C’est aussi un conte et l’on sait votre goût pour la narration dans la danse.

Depuis une trentaine d’années, j’alterne des projets abstraits, radicaux, avec des ballets narratifs. J’aime raconter des histoires. Souvent les œuvres abstraites nourrissent les ballets de narration et inversement. Cela m’est très important dans mon équilibre artistique. Parfois, à cause ou grâce à la narration, je suis contraint d’inventer des choses que je n’aurais sans doute pas faites hors de ce contexte. Je me refuse à la pantomime. Je m’exerce surtout à faire parler les corps. C’est à travers l’engagement des corps que va surgir le sens du récit.

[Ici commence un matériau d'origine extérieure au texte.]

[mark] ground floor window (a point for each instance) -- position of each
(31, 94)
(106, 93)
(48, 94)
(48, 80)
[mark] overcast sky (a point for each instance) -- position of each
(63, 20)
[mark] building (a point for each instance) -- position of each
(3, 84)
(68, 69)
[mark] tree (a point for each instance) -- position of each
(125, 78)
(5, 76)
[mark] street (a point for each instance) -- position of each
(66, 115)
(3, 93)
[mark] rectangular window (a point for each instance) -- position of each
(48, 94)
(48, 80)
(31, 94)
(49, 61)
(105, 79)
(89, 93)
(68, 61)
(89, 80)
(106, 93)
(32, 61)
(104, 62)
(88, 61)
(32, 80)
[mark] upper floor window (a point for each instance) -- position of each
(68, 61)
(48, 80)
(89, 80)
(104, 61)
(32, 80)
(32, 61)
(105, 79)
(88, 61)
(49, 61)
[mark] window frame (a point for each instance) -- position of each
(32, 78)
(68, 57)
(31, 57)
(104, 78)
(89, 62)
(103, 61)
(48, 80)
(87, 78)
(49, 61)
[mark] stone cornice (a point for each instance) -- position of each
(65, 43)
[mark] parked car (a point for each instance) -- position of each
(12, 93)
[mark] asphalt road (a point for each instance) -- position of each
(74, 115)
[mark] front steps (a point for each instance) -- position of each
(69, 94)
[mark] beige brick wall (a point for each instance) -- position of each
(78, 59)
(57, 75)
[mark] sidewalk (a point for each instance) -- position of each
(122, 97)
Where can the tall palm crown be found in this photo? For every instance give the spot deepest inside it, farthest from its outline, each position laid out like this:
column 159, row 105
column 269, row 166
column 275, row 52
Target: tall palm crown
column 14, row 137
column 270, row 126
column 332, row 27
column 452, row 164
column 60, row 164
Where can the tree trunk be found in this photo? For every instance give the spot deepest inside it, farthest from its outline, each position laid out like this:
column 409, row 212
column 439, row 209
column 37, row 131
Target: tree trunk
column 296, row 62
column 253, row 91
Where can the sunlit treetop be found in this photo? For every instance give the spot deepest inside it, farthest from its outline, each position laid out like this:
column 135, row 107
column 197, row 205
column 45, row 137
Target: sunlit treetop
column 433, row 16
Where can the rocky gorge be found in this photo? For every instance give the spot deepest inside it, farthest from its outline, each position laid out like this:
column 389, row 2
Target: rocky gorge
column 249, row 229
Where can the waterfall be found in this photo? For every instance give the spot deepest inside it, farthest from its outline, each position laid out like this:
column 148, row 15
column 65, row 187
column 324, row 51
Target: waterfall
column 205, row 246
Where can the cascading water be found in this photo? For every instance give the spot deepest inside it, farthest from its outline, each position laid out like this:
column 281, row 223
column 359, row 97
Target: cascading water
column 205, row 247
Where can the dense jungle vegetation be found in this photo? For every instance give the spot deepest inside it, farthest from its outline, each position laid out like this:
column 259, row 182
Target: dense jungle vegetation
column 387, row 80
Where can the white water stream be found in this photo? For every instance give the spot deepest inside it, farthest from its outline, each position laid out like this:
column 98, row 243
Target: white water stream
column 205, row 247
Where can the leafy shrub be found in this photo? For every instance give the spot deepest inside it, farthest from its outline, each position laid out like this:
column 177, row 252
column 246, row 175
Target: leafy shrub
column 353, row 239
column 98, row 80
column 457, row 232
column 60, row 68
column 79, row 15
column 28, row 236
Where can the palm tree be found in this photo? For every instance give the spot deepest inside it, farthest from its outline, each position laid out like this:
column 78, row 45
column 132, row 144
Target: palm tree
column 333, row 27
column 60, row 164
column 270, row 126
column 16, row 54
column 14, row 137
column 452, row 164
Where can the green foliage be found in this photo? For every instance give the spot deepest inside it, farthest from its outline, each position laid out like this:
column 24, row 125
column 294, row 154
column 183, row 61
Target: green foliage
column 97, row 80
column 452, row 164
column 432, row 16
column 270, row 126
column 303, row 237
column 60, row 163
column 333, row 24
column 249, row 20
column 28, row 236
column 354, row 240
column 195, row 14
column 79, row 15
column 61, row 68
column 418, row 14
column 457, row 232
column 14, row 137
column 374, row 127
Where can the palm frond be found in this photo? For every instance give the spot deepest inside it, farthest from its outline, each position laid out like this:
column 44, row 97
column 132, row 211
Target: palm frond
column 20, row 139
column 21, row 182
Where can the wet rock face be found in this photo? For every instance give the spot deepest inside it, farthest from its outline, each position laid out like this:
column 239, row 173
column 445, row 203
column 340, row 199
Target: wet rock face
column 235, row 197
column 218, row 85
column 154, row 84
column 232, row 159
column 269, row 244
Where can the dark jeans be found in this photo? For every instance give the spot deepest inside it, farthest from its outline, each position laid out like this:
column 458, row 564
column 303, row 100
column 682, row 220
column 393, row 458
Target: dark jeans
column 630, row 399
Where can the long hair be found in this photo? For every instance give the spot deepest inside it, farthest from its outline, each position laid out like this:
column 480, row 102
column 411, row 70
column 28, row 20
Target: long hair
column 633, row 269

Quel est votre personnage préféré ?

Odette/Odile, bien sûr, personnage totalement ambigu. Dans l’histoire, ce sont deux femmes différentes, mais pour l’interprète, quel rôle exaltant. C’est la douceur, le romantisme, l’émotion amoureuse contre la séduction pure, le vénéneux, la noirceur. C’est un Docteur Jekyll et Mr. Hyde féminin. C’est aussi la démonstration magistrale de tout ce que peut faire un corps de ballet. Et y injecter une virtuosité contemporaine est absolument passionnant.

C’est aussi le ballet aux multiples remakes. Les versions successives des chorégraphes, des danseurs. Les films… est comme un palimpseste où chacun apporte son geste, un ballet qui évolue. J’ai voulu le connecter à notre époque, aux préoccupations sociétales et environnementales. Les lacs qui s’assèchent, l’eau polluée, les milliers d’espèces végétales et animales qui disparaissent… Cela se passe de nos jours, ce ne sont pas des princes et des princesses. On le voit dans les partis pris scénographiques avec un apport important de la vidéo. Une identification plus forte à travers des costumes actuels.